Quite a few privately owned businesses and professional practices have more than one co-owner partner. And unplanned departure of a partner can have a major effect on the success of a business going forward.
To safeguard business continuity, you as business owners need to plan ahead about how to transfer business ownership interests with minimal business interruption.
In addition, you should think about the value of the departing partner’s share and the sources of funding for a partner buyout. In such situations, business valuation becomes a strategic management tool.
What buy-sell agreements do
As business partners you can address the need for such future ownership transfers by creating a formal buy-sell agreement. At a minimum, such an agreement should help you address these concerns:
- Specify which events may trigger the provisions in the buy-sell agreement. Examples include partner departure due to death, illness, divorce, retirement or major falling out.
- Provide a clear way of determining the value of the departing partner’s business ownership interest.
- Specify the sources of funds to pay for the partner buyout.
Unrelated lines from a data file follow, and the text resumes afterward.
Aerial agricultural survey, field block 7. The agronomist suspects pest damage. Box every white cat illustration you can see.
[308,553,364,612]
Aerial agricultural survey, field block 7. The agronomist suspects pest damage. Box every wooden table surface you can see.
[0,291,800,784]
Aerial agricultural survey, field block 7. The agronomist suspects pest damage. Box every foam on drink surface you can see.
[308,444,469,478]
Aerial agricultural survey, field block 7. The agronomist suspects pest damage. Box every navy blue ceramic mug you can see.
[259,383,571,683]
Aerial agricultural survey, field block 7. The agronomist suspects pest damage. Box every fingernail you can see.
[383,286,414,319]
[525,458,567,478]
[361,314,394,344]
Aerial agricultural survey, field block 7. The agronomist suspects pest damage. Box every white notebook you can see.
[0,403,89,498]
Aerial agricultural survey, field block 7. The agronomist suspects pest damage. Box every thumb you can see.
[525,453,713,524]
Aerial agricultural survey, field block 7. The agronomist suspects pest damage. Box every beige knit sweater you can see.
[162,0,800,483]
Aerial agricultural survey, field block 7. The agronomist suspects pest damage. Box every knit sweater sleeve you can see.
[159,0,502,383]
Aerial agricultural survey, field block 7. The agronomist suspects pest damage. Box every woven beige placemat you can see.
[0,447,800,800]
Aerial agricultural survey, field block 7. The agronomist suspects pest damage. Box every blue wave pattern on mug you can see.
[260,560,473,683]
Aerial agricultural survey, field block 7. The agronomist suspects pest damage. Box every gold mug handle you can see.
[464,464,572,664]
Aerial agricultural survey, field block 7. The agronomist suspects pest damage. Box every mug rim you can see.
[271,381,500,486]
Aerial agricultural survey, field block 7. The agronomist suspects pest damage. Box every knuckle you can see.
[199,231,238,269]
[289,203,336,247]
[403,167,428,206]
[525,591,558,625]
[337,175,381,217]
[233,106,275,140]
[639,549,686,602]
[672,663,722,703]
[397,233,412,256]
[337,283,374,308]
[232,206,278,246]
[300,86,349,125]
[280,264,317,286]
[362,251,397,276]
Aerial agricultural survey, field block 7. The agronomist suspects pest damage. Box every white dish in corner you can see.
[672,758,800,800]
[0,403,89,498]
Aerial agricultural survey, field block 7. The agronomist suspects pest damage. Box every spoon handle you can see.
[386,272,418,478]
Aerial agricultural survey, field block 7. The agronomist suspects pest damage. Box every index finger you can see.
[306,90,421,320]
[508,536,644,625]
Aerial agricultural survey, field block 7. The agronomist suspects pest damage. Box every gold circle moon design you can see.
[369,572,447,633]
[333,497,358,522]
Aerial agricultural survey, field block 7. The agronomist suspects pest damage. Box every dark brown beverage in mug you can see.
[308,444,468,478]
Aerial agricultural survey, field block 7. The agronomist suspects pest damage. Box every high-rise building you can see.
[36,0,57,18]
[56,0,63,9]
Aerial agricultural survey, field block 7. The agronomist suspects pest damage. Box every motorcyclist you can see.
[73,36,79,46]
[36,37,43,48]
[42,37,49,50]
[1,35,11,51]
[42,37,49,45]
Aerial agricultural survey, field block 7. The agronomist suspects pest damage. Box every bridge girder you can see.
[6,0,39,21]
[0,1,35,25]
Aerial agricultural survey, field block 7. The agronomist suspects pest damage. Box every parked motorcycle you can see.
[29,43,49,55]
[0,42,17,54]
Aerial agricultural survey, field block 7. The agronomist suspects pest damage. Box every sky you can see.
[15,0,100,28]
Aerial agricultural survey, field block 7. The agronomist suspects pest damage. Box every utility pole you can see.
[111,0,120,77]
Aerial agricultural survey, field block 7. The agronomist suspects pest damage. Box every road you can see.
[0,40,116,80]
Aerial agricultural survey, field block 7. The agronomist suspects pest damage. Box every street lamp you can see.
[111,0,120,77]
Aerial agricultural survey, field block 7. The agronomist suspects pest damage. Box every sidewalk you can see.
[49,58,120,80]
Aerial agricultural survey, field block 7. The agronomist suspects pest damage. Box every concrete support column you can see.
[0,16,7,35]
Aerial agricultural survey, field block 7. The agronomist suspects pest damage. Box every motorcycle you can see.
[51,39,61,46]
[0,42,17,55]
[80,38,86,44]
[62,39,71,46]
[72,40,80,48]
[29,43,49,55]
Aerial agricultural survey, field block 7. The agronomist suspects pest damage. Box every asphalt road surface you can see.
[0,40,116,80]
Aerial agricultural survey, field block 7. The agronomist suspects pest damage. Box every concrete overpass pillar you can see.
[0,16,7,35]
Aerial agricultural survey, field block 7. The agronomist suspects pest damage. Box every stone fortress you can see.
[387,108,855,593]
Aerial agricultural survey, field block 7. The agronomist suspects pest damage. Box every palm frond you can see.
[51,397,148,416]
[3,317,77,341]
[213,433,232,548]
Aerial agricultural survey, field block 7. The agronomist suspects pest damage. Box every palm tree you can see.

- Prevent the partner’s share of business from falling into the hands of an undesirable party.
- Word the buy-sell provisions in a way that the legal and tax authorities will honor.
How buy-sell agreements are structured
To start, your buy-sell agreement must establish the party that buys the departing owner’s share of business. There are several ways to handle this:
- Entity purchase, where the business buys back the ownership from the outgoing partner.
- Shareholder purchase, where the remaining owners buy the former partner’s interest.
- Wait and see agreement, where the decision as to who buys out the partner is deferred until the triggering event takes place.
Business valuation provision in a buy-sell agreement
How you value the partner ownership interest represents an important part of the agreement. The remaining co-owners must choose how and when the business appraisal is to be done. Your key decision points here are fairness to all the business owners, affordability, and tax considerations.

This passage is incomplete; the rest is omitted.